The Sydney Morning Herald’s John McDonald was effusive about the picture, opining that it “ticked so many boxes the judges would have had difficulty explaining how they could ever have given the prize to anything else”. Quilty, he said, had “painted a truthful likeness without dwelling too painfully on signs of age”. Olley turns 88 in June. The Archibald win, McDonald wrote, had “confirmed Ben Quilty’s status as one of Australia’s most dynamic young artists”.

Christopher Allen
But in The Australian, Christopher Allen slammed the work as “ a very bad one on several scores”. First, he said, it was “grotesquely oversized”. “What reason can there be for painting the face of a tiny, elderly woman in this scale? Instead of intimacy and insight, we are faced with a massive surface that is at once emphatic and blank”, Allen wrote.
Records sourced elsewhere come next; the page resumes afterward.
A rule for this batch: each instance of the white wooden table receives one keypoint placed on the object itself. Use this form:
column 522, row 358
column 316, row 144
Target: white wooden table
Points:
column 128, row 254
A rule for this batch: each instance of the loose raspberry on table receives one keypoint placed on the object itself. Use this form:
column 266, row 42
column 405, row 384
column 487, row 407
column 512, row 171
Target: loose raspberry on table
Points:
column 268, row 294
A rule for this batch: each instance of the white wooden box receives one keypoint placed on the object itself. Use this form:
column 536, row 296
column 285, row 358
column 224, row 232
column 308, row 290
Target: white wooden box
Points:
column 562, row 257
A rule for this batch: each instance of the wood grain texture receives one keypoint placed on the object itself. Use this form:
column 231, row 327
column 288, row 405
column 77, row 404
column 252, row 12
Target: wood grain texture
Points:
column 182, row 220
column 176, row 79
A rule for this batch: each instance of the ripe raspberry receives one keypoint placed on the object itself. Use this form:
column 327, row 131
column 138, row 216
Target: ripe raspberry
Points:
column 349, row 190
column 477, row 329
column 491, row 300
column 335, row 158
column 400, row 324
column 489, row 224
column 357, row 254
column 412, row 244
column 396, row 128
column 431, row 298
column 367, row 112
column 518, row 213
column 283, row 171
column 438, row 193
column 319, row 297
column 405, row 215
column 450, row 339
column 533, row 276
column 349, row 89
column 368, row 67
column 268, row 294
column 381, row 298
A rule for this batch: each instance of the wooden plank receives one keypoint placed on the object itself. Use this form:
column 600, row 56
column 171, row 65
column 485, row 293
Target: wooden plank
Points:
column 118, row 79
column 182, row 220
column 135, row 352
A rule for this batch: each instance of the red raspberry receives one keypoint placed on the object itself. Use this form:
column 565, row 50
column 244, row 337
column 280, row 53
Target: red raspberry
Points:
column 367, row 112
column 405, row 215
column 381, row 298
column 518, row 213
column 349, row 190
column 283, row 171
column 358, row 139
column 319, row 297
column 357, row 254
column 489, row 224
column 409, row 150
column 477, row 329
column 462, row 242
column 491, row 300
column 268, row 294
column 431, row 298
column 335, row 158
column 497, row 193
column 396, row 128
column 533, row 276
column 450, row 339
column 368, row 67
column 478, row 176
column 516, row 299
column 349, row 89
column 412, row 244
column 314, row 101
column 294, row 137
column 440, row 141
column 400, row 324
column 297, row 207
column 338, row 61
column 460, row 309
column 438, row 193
But what’s created a minor storm is Christopher Allen’s contention that the Quilty portrait “looks like the extravagantly camouflaged transcription of a photo”. “Quilty claims that he used etching and drawing, as well as photographs, in making this picture. I can believe this, because many painters can’t actually obtain a likeness from copying a photograph, or even get the shape of the face right”, Allen wrote.

Ben Quilty by Cherry Hood
This is a rapier not just directed at Quilty but at the heart of the Archibalds. Isn’t obtaining a likeness of the subject the whole point of portraiture? Why give the prize to an artist who can’t do so without photography? The withering glance of the Sydney glitterati will doubtless descend on Allen for the grenade he’s thrown, let alone for his own withering assessment of Ben Quilty’s talent as an artist. “Quilty has ability, but he should renounce gimmicks and the pull-apart pictures for which he is known and try painting instead”, Allen wrote. Ouch.

"Ray in Paris"
Grubsheet would relish being the meat in the sandwich between John McDonald and Christopher Allen at one of the fabled lunches regularly thrown by art dealer, Ray Hughes, an Archibald subject himself this year. We don’t know Allen but have had many alcohol-fuelled encounters with McDonald at the Hughes salon. He’s no wilting violet and his response to the criticism of Quilty is likely to be characteristically colourful and curt.

A clearly bristling Ben Quilty has come to his own defence by issuing a challenge "to give anyone a draw-off to show that I can draw". Quilty accepted that he'd used photographic references in executing the work. "Sure, I took photographs, but I made steel-plate etchings as well, and I did drawings. I used a lot of things", he told The Australian.

Incidentally, Grubsheet thought Lucy Culliton’s entry - Ray in Paris – was particularly good and perfectly captured our old mate’s legendary bonhomie, irascibility and eye for a good tie. No need for photographs here. Ray is Lucy’s dealer, patron and friend and the picture is from real life during a rambunctious European sojourn eighteen months ago.

Margaret Olley: Archibald winner 1948
Whatever the controversy about Ben Quilty's work, there's no denying the continuing star power of his subject, who's become the first person in the 90-year history of the Archibalds to be the subject of the winning entry twice. Margaret Olley was a comely 25 when she was painted by William Dobell for the competition in 1948. She tells the story that Dobell asked her to come to a party dressed as a duchess. This was no easy task in that era of post-war austerity so Olley cobbled together an extravagant dress made of pieces of parachute silk. The resulting image as become one of the icons of Australian art. And the lady herself has matured into not only one of our greatest painters herself but an extravagantly generous benefactor who's given away an estimated eight-million dollars. Bravo.